Ginny se apartó, dejándole el paso libre para entrar en el apartamento. Le invitó a sentarse en sofá, no sin cierta sequedad en el tono. Sirvió dos vasos de whisky de fuego, consciente de que iban a necesitarlo.

—¿Y bien, qué has estado haciendo estos meses?

—He viajado, mucho—comenzó él, reculando inmediatamente al ver su expresión—. También he pensado mucho. En todo. La guerra, Voldemort, Fred—añadió dudoso.

Ginny cerró los ojos, tratando de encajar el golpe. El nombre de su hermano todavía dolía cuando lo pronunciaba o escuchaba. Sólo habían pasado algo más de seis meses desde la muerte de Fred y no se sentía preparada para hablar de ello. ¿Qué había pensado en él? Bueno, estaba claro que no era el único.

Ginny se tomó todo el whisky de un trago, preparándose para lo que estaba a punto de decir. Había pasado por muchas cosas. Y había tenido que soportarlo sola. Le daba igual lo que fuese que Harry hubiese estado haciendo, le daba igual si se había ido por la necesidad de alejarse de todo. Se sentía abandonada.

—Vete—susurró.

—Pero Ginny, déjame explicarte...

—No—dijo—. No quiero escucharlo, Harry. ¡No tienes ni idea de lo que ha sido!¡Seis meses sin ti!¡Seis meses completamente sola, lidiando con la muerte de mi hermano!¡Tuve que ir a su entierro, y enfrentarme a la visión de su cuerpo siendo sepultado bajo tierra!¿¡Y dónde estabas tú!?

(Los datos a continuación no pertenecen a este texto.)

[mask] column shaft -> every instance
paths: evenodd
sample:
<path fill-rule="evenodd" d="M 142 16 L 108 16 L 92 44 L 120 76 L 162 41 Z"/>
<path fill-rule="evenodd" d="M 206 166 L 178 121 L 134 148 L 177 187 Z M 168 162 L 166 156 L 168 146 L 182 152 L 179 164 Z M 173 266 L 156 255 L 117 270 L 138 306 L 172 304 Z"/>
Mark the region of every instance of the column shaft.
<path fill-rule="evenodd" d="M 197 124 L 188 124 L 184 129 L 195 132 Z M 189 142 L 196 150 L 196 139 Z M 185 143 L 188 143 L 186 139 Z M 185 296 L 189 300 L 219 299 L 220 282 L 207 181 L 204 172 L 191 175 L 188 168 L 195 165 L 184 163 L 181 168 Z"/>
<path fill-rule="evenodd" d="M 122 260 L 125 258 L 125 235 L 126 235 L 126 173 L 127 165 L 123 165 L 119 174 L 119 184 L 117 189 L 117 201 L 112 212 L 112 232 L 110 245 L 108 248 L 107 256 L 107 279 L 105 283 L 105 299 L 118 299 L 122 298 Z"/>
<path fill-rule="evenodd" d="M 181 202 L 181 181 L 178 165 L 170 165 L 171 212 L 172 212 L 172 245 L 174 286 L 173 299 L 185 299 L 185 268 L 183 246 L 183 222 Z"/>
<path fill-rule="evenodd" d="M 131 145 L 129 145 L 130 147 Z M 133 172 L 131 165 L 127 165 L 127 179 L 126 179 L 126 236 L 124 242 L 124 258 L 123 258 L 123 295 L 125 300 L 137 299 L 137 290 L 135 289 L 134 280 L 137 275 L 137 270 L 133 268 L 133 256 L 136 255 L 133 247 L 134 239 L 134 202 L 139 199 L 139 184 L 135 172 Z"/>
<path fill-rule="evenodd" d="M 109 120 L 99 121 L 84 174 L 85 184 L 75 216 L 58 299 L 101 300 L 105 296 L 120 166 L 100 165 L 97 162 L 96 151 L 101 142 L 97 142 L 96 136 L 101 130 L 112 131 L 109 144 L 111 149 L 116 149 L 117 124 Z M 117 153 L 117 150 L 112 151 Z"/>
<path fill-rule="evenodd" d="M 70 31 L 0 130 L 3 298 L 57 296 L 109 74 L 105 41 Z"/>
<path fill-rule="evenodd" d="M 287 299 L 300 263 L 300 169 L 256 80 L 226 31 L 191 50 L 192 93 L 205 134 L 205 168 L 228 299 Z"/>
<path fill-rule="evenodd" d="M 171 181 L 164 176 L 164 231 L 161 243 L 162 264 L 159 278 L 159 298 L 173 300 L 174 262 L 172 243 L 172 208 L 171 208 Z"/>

—Ginny...—intentó de nuevo, para ser interrumpido inmediatamente.

—¡No!—siguió gritando. Había perdido el control. Estaba dolida, decepcionada y muy enfadada—. ¡Lo único que sé, es que no estabas a mi lado!¡Se suponía que estaríamos juntos al terminar la jodida guerra!¡Se suponía que todo iba a estar bien! Pero se ve que una vez más fui la ingenua de la historia. Nuevamente creí en cuentos de hadas.

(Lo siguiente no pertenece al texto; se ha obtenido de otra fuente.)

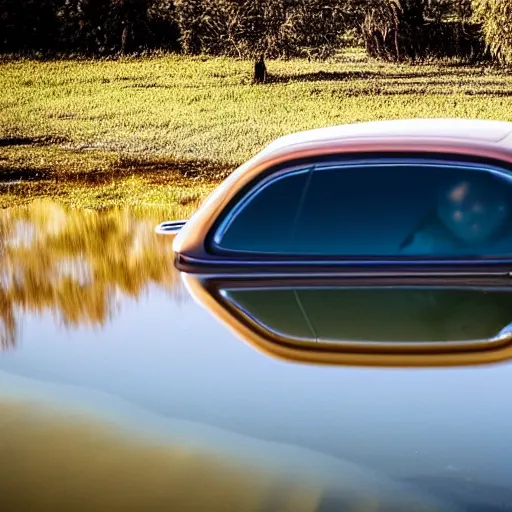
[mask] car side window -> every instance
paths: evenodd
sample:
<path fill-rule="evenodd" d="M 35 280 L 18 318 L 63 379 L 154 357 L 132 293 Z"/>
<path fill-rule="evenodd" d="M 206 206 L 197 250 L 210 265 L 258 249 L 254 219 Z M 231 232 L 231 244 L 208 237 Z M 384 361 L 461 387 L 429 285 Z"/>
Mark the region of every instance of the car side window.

Caminó hasta la puerta, y la abrió con fiereza, instándole a salir. Harry caminó lentamente hasta ella. Se paró justo cuando estaba por salir, mirándola a los ojos. Separó varias veces los labios tratando de decir algo, finalmente, susurró:

—Espero que puedas perdonarme.

Ginny desvió la mirada, esperó a que saliera, cerró la puerta y se echó a llorar.